Documentary Movies

Not Not Jazz

There’s a scene in “Not Not Jazz,” a film about the fusion jazz trio Medeski Martin & Wood, where the camera prowls slowly around bassist Chris Wood as he slowly saws his upright bass on an upstate New York tennis court dotted with fallen leaves. There are a lot of scenes like that in “Not Not Jazz.” I suspect that if you’re as interested in the process of music as in the result, it’ll be one of the elements you’ll like most about the movie. 

Directed by Jason Miller—and shot by camera operator Htat Lin Htut with such musicality that he deserves to be considered a fourth band member—”Not Not Jazz” is a short feature (74 minutes, not including credits). It perhaps feels a little too short for this viewer’s taste, because it doesn’t deliver on the stated premise that it’s about watching a group improvise their way through a new album in the Hudson Valley’s Allaire Studios (this turns out to be more of a pretext for a truncated and fragmented history of the band, scattered amid moments in which music is discussed, worked-through, or recorded). 

The movie doesn’t go in the other direction, either, and become a decadently committed wallow in momentary pleasures and sensations that it could’ve gotten away with being. (The audience is going to be 95 percent people who like the band and/or jazz-adjacent music anyway.) There are references to intrapersonal troubles that the band had over the years but it’s not delved into with any sort of specificity. The best we get is a rather tossed-off remark from their manager Liz Penta (a producer on the movie) that they had to go into group therapy to work through problems, but we don’t find out what they were.  

Still, this is a lovely piece of work that compensates for its flaws and omissions by giving you things you rarely get in music documentaries. If you’ve been in a band or know anyone who’s been in a band, you’ll recognize the energy flowing between Wood, bassist Billy Martin and keyboard player John Medeski. They’re been together long enough (33 years) to have developed not just a rapport but their own heretically sealed language consisting of sound fragments that are spoken as well as played. 

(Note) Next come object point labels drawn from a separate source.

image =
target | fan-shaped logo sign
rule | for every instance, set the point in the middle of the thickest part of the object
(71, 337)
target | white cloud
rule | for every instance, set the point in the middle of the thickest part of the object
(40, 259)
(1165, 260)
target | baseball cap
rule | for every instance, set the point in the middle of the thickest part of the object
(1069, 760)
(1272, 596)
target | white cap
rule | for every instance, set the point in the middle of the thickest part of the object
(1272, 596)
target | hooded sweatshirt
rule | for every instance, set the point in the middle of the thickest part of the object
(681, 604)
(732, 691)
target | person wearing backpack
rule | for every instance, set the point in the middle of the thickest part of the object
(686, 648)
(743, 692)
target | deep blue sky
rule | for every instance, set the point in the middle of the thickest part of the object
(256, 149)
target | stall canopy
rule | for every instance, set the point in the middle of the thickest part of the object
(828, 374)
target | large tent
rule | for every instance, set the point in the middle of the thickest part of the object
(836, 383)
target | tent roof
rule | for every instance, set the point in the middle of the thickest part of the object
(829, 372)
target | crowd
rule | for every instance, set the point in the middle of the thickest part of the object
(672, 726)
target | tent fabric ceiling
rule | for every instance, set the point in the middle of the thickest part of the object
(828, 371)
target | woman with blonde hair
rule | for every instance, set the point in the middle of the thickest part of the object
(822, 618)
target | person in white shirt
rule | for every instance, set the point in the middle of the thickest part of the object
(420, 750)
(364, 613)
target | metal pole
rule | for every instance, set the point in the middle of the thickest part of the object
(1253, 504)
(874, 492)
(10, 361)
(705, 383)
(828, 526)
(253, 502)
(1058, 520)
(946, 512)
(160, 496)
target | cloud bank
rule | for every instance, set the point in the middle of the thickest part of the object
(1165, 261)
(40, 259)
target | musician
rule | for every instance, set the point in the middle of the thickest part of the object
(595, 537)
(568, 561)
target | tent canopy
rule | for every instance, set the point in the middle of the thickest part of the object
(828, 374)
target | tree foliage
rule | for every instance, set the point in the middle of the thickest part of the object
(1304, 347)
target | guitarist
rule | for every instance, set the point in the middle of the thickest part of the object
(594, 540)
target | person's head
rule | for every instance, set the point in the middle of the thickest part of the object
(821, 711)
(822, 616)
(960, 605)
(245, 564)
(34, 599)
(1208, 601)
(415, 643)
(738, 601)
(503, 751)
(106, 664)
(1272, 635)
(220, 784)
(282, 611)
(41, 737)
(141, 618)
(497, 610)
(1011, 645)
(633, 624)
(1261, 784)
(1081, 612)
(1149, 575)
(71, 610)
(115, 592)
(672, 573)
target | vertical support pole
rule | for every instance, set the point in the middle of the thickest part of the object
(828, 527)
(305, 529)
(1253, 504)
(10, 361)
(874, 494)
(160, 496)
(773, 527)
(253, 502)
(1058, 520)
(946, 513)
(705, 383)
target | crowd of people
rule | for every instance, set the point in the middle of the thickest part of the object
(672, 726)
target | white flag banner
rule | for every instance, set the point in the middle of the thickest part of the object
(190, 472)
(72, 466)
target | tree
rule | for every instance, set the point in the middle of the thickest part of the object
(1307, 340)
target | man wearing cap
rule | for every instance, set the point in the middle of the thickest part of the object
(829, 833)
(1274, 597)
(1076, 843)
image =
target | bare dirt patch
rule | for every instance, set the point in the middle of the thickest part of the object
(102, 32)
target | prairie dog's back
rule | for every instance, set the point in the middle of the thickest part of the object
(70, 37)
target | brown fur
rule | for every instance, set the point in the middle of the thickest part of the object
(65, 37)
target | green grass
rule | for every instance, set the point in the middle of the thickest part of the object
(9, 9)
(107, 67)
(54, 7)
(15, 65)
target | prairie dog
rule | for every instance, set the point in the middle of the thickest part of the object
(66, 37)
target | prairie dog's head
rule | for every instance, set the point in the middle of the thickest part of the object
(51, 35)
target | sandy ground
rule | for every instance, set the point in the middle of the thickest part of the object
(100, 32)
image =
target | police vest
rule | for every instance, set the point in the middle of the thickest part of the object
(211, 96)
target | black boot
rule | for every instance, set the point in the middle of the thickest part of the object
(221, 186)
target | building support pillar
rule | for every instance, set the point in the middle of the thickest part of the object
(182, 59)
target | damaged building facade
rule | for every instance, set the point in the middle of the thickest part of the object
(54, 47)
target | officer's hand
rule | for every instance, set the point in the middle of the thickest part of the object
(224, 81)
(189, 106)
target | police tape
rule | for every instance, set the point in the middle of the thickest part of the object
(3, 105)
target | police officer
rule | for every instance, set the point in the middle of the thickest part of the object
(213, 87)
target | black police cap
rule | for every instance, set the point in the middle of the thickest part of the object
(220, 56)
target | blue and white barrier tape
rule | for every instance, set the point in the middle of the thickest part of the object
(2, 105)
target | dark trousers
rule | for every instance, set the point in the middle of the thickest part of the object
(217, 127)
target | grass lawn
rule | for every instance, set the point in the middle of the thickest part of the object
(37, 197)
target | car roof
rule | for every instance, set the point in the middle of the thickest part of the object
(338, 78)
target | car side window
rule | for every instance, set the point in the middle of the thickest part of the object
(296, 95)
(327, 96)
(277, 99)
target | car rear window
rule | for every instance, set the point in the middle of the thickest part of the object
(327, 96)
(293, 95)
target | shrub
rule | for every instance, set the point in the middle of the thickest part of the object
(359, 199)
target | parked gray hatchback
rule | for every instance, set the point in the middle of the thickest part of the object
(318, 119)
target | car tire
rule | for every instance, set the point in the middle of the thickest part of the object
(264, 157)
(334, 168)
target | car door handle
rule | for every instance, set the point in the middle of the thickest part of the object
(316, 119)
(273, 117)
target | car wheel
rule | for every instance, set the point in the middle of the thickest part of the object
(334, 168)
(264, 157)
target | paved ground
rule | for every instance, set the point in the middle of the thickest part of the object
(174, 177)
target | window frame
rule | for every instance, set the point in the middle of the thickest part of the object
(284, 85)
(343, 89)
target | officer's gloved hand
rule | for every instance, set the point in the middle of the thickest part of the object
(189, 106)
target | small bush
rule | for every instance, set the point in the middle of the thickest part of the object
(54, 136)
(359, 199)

It’s not often that you’re given as many opportunities as “Not Not Jazz” presents to see artists actually making art. The parts of the movie that concentrate on the process are far more eloquent than the standard-issue moments where we watch one of the band members walking through the woods while musing in voice-over. A piece might start out as an idea for a melody or rhythmic signature, get built-out in a session where the three guys just sort of noodle around, and be refined in conversations in the studio or some other room of the building (the kitchen is a hot spot) where two or all of the musicans discuss the work in progress. Sometimes one of them will say something like, “what if I go doot-doot-doot, doot-doot-doot-doot?” and another will accompany them with another cartoonish noise. They complete each other’s sentences. Sometimes they don’t even need to finish a sentence; one of them will just go, “right, right,” or something along those lines, and no further elaboration will be necessary.  

Apparently, the road that led to this comfortable place wasn’t smooth. The band reached prominence in the late 90s at a time when their recording label (then Blue Note, home of many jazz greats) was still financially supporting the efforts of instrumental-only ensembles like Medeski, Martin & Wood. Then record labels withdrew most of their support of that kind of music and the band had to find its own way through the marketplace. 

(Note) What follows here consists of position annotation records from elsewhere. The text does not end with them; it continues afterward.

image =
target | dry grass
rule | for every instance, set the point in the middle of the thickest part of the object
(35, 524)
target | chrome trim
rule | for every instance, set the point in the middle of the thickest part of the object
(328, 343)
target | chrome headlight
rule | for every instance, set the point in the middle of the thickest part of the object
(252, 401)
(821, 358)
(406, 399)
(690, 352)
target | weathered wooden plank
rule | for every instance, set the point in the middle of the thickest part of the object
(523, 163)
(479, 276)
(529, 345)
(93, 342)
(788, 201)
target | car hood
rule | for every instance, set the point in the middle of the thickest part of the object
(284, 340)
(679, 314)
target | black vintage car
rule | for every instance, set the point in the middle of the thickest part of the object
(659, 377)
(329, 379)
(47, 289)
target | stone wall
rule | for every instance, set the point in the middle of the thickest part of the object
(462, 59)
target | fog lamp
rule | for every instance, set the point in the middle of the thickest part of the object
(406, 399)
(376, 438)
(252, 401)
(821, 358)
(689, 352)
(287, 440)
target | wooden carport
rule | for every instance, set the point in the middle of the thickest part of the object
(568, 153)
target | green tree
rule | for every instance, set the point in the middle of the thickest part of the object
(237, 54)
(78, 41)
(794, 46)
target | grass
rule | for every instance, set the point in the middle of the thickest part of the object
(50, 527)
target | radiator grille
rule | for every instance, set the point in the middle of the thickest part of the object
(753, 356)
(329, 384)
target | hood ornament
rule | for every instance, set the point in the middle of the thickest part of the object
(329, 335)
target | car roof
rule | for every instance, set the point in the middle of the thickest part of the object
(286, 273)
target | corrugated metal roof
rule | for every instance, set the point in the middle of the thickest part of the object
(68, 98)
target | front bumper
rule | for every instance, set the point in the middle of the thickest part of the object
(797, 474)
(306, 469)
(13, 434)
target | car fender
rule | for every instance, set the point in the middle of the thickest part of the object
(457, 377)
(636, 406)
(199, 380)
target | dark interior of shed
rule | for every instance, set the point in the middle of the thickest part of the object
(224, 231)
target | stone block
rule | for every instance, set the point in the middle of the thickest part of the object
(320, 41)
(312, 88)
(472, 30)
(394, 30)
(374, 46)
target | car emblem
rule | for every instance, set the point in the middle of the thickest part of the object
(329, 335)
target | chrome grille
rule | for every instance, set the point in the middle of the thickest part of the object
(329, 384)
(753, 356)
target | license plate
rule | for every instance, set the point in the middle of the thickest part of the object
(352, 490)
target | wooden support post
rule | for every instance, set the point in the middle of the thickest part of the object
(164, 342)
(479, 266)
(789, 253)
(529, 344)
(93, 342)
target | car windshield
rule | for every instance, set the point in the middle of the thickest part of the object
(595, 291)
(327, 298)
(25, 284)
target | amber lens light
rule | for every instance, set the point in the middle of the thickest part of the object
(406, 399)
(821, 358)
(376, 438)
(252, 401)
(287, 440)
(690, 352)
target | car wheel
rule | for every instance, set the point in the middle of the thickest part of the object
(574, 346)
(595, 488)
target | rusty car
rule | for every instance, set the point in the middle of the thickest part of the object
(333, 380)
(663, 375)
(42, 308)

They figured it out because they had a good sense of themselves early on, and doubled-down on that self-image rather than trying to do something that might have been perceived as commercial (whether any kind of jazz is really “commercial” is probably a subject for another movie, one I’d like to see). Penta—who booked them into CB’s Gallery, the avant-garde boutique space within CBGB’s in New York City—says the guys had a hunch that a wider audience of rock fans might vibe with their music if they could only put it in front of them. When Penta became their manager, she hired a booker who got them into a lot of punk rock-focused venues, where they thrived. “They are all very studied jazz or classical musicians,” she says, “but they felt that music didn’t necessarily belong in jazz clubs which felt exclusive or expensive. They wanted to take that music into rock clubs (because) people could access it.”